Cliënte, verdacht van rijden onder invloed op de snelweg waardoor zij haar auto niet behoorlijk kon besturen, vrijgesproken.
Cliënte is van de snelweg gehaald door de politie, na een melding dat zij met haar auto tegen de vangrails was gereden, waardoor de politie vermoedde dat zij onder invloed van mogelijk verdovende middelen was. Zij werd aangehouden en bekende desgevraagd in de politiebus verdovende middelen te hebben gebruikt. Dit gebeurde echter zonder haar mede te delen dat zij – als verdachte – niet tot antwoorden verplicht was. Aldus was haar verklaring onrechtmatig verkregen, zo betoogde de verdediging bij de politierechter in Den Haag.
Op het politiebureau aangekomen, werd zij verhoord, doch is zij niet op correcte wijze gewezen op haar recht op een advocaat voorafgaand aan het verhoor. Ook die verklaring was aldus onrechtmatig. Daarna is zij onderworpen aan een urinecontrole. Urinecontroles zijn bruikbaar om de enkele aanwezigheid van verdovende middelen aan te tonen, maar geven geen goede indruk over de mate waarin een persoon beïnvloed is op het moment van urinemonstername.

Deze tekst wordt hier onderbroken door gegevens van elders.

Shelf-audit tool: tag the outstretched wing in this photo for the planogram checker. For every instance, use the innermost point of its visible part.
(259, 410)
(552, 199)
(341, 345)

Om onverklaarbare redenen blijft het urinemonster daarnaast twee maanden op de plank liggen, terwijl deze z.s.m. onderzocht dient te worden. Uit de resultaten blijkt dat cliënte o.m. een concentratie GHB in haar bloed had, naast andere verdovende middelen. De verdediging richtte zijn pijlen op dit onderzoek. Allereerst kon uit het NFI-rapport niet worden opgemaakt of de concentratie GHB en andere verdovende middelen in de urine een dusdanig hoge hoeveelheid was dat de rijvaardigheid hierdoor werd beïnvloed. Bovendien blijkt uit ander onderzoek dat de concentratie GHB in een urinemonster na verloop van tijd aanzienlijk kan stijgen. Hierdoor is het feitelijk onmogelijk om na een paar maanden na te gaan wat de beginwaarde van de GHB-concentratie was. Dit alles maakte de resultaten van het NFI-rapport zo onbetrouwbaar, dat deze niet voor het bewijs mocht worden gebruikt, aldus de verdediging.
De politierechter was het hiermee eens en oordeelde eveneens dat sprake was van een aantal fouten c.q. vormverzuimen en dat cliënte om die reden moest worden vrijgesproken, ondanks het feit dat zij vermoedelijk wel met verdovende middelen achter het stuur was gekropen.